Elles ne seront pas seules. Pour plusieurs aînés et personnes handicapées, le transport collectif est essentiel à la vie quotidienne. Pourtant, sans soutien opérationnel continu, eux aussi attendront plus longtemps et feront davantage de déplacements dans des véhicules bondés. Au fur et à mesure que les vaccins sont administrés, les gouvernements reconnaissent que certains membres de notre société sont plus à risque que d’autres. La même chose s’applique à la mobilité urbaine, et pour des millions de gens, le transport collectif est littéralement une bouée de sauvetage.

Si on le laisse tomber, les usagers ne seront pas les seuls à souffrir. Nos villes deviendront plus congestionnées et les automobilistes deviendront plus frustrés. Nous l’avons vu au cours de l’été, alors que quatre personnes sur cinq qui avaient délaissé le transport collectif au profit d’autres modes de transport ont choisi la voiture privée. La plupart de ces gens ne marchaient pas et ne faisaient pas de vélo. Ils conduisaient. Et comme le service deviendra moins pratique et plus achalandé, toutes les personnes qui ont les moyens de conduire le feront probablement, ce qui donnera lieu à des pertes de revenus encore plus importantes et à d’autres réductions de service.

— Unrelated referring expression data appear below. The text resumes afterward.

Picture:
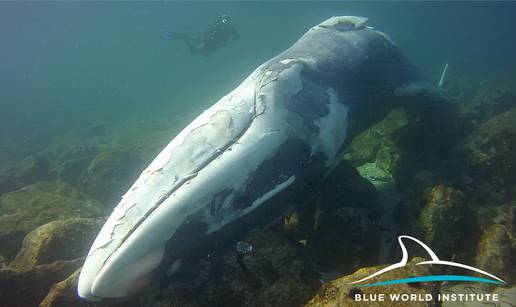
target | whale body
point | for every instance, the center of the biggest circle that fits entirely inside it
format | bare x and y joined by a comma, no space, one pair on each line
277,132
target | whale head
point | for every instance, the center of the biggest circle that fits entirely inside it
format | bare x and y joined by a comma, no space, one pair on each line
287,119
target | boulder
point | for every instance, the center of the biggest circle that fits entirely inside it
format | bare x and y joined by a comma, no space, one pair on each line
487,156
23,210
381,142
274,273
58,240
28,287
495,253
506,296
64,293
444,221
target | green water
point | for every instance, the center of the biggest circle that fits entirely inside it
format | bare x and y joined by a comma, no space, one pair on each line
94,90
70,65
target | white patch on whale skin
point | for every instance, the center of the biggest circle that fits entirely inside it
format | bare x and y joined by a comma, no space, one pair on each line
194,156
332,128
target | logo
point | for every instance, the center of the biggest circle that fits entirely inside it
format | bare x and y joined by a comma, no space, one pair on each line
487,277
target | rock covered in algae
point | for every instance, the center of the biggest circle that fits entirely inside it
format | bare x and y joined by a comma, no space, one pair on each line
488,157
64,293
23,210
58,240
28,287
274,273
110,174
506,296
340,292
380,142
443,220
495,253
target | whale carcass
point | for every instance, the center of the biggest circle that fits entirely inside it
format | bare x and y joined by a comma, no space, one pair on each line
275,134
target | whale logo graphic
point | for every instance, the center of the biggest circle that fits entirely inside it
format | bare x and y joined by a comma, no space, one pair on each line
435,260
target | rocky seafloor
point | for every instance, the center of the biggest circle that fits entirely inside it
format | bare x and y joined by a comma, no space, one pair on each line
443,171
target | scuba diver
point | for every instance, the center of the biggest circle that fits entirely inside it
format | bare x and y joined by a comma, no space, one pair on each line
217,35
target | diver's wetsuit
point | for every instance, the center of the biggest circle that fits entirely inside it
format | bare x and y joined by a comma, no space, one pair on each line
219,32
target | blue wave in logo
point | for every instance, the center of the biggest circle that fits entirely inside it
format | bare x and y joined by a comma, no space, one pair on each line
433,278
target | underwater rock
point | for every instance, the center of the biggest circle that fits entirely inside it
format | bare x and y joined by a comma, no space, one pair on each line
443,220
58,240
110,174
23,210
506,296
27,287
275,274
495,253
344,240
74,163
340,293
486,103
380,142
8,183
63,293
487,155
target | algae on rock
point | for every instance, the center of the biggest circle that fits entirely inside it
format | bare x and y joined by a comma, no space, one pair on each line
57,240
25,209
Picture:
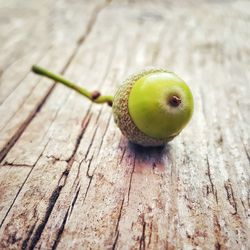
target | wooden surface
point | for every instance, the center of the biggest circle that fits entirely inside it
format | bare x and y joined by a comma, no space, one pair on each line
69,180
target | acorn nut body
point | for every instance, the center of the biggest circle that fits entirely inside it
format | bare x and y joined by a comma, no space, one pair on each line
152,107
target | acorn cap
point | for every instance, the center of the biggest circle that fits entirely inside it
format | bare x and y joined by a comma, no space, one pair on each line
122,117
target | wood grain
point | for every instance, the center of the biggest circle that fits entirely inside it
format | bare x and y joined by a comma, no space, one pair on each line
69,180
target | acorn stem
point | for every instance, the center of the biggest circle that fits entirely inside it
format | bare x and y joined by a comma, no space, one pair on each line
94,96
175,101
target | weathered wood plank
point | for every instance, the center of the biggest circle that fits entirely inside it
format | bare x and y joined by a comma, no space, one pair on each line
27,96
88,188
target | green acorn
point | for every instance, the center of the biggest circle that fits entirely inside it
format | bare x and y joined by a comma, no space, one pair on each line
150,107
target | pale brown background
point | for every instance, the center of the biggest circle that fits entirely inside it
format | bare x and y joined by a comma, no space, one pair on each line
69,180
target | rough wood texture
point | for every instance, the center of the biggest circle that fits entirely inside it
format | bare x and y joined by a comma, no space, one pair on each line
69,180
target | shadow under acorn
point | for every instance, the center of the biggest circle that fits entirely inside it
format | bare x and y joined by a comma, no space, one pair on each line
151,157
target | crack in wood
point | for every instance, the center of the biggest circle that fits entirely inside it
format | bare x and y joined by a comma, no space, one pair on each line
60,231
105,131
18,192
52,200
117,225
213,189
9,164
230,196
143,237
26,240
4,151
86,120
74,200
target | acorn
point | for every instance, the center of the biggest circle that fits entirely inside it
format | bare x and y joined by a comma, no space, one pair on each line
150,107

Cela se traduira par une hausse des émissions polluantes, ce qui est en contradiction directe avec l’urgence environnementale qui sous-tend la stratégie de rétablissement d’Ottawa. En outre, les répercussions se feront probablement sentir à long terme. Sans soutien continu, les budgets des municipalités et des réseaux de transport collectif seront tellement diminués que ceux-ci ne pourront tout simplement pas reprendre le service habituel lorsque la pandémie prendra fin. Les habitudes de déplacement auront également changé, rendant encore plus improbable un retour au transport collectif du jour au lendemain.

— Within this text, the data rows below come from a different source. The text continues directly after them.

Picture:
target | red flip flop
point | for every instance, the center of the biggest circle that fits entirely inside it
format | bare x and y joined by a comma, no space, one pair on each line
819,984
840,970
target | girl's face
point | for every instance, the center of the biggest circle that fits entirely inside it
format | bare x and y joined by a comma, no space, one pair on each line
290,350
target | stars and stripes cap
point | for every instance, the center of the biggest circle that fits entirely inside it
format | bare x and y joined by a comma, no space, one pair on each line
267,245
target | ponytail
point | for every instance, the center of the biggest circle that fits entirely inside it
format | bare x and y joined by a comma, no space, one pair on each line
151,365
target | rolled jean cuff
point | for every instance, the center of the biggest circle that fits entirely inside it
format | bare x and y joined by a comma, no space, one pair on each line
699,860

L’un des pays les plus urbanisés du monde ne peut pas permettre que cela se produise. Nous ne pouvons imposer des attentes sans fin et des véhicules bondés à des millions de personnes. Pour bien des gens, le transport collectif est la différence entre un emploi ou le chômage. Et tout comme la construction d’un nouveau transport collectif est importante pour l’environnement, pour nos villes et pour la reprise économique à venir, il est plus important de maintenir le service actuel en toute sécurité et de façon pratique, et le temps presse.